Cost Analysis of Aquatic Biomass Systems

In 1978, Dynatech R/D Company prepared a report that analyzed the feasibility of using both macro — and microalgae systems, as well as other aquatic plants, for fuel production (Dynatech R/D Company 1978a). A major emphasis of this report was seaweed systems (“Ocean Farms”), as these were a major focus of the ERDA/DOE Fuels from Biomass Program at the time. This report concluded that macroalgae systems, based on open ocean giant floating seaweed farms, were technically and economically infeasible. The report also addressed the land-based microalgae systems, based on the report by Benemann et al. (1978) discussed in the previous section. The authors concluded that CO2 supply from power plant stack gases required “prohibitively expensive” duct work, distribution and transfer systems. It recommended further development only of emergent higher aquatic plants, such as water hyachinths and marsh plants, which can use CO2 from the air.

However, these conclusions were subjected to considerable critique. In response, a companion report was prepared that addressed “Reviewers’ Comments” (Dynatech R/D Co. 1978b). Although most of the comments related to the macroalgae systems, the conclusions regarding the microalgae process were also challenged, specifically with respect to CO2 transfer. It was pointed out that CO2 transport distances from the power plant to the ponds need not be longer than 10 km, as assumed in the Dynatech R/D Co. report and that CO2 transfer into the ponds could be both efficient and of low-cost.
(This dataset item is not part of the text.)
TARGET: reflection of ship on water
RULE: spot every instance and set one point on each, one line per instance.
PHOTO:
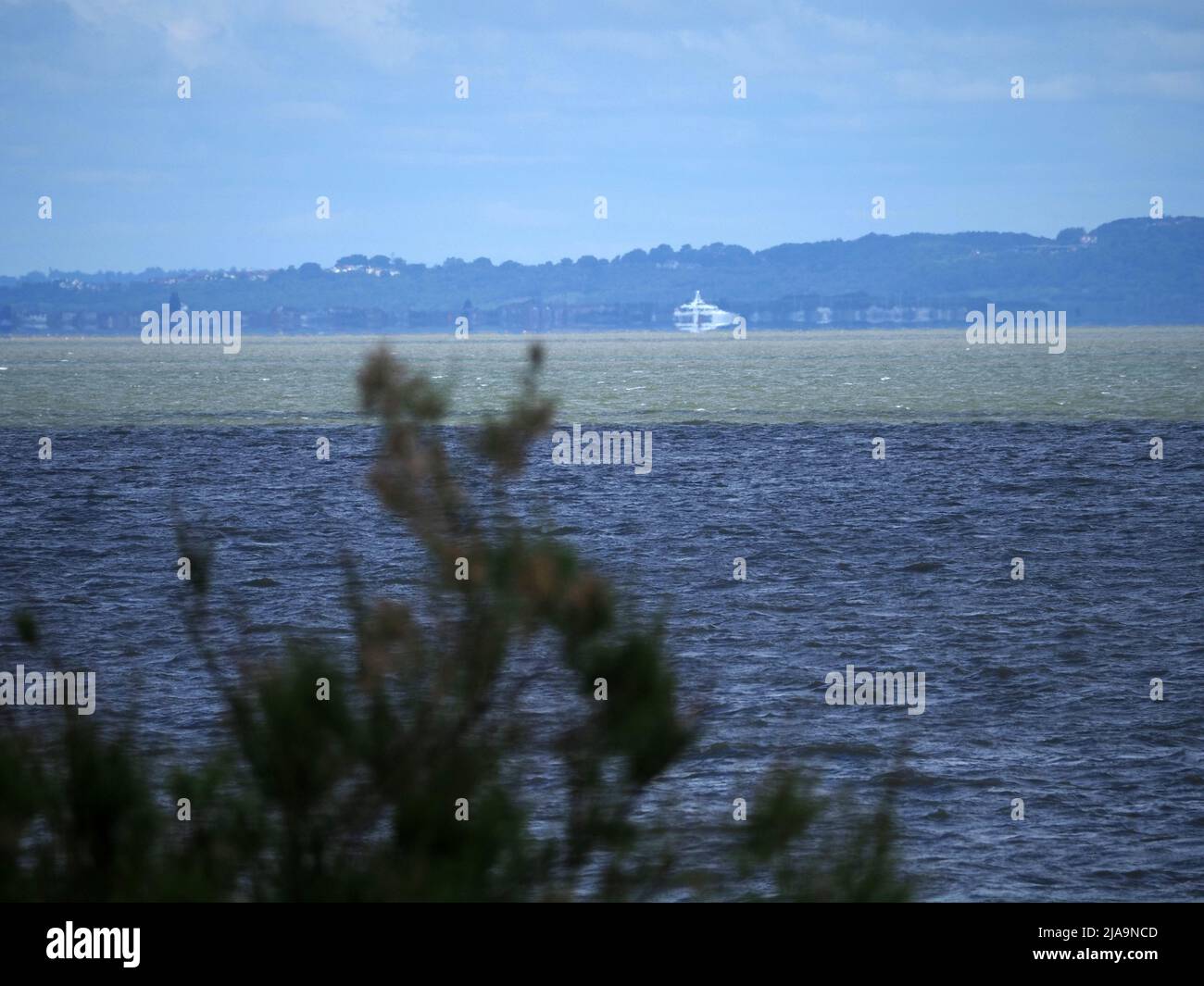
(699, 316)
In other respects, including water and nutrients supply and use, the Dyantech R/D (1978a) report concluded that overall “it appears that there is a high probability that land-based aquatic biomass growth systems can be designed which are technically feasible and for which growth energetics are quite favorable.” This conclusion did “not necessarily imply economic feasibility.”

Actually, the Dynatech R/D Co. (1978a) conclusions were more positive than the opinions of some participants in this project. For example, Goldman and Ryther (1977) had earlier rejected the concept of microalgae fuel production, because, among other arguments, the water and fertilizer resources for microalgae ponds would be prohibitive. However, Oswald and Benemann (1977) countered arguments, pointing out, for example, that such a simplistic analysis failed to consider water and nutrient recycling. In this connection, Goldman (1979a, b) also reviewed the fundamental and practical aspects of microalgae biomass production, including the productivity data with outdoor pond systems. As part of the Dynatech Report, DOE published a “Topical Analysis” of aquatic biomass systems (Goldman et al. 1977), a good review of the scientific basis at the time.

I Publications:

Dynatech R/D Company, (1978a) “Cost analysis of aquatic biomass systems.” Report prepared for the U. S. Dept. of Energy, HCP/ET-4000-78-1, vol. 1.

Dynatech R/D Company, (1978b) “Reviewers comments on cost analysis of aquatic biomass systems.” Report prepared for the U. S. Dept. of Energy, HCP/ET-4000-78-2, vol. 2.


Goldman, J. C.; Ryther, J. H. (1977) “Mass production of algae: bioengineering aspects.” In Biological Energy Conversion (Mitsui, A., et al., eds.), Academic Press, New York, pp. 367-378.

Goldman, J. C.; Ryther, J. H.; Waaland, R.; Wilson, E. H. (1977) “Topical report on sources and systems for aquatic plant biomass as an energy source.” Report to the U. S. Dept. of Energy.

Oswald, W. J.; Benemann, J. R. (1977) “A critical analysis of bioconversion with microalgae.” In Biological Energy Conversion (Mitsui, A., et al., eds.), Academic Press, New York, pp. 379-394.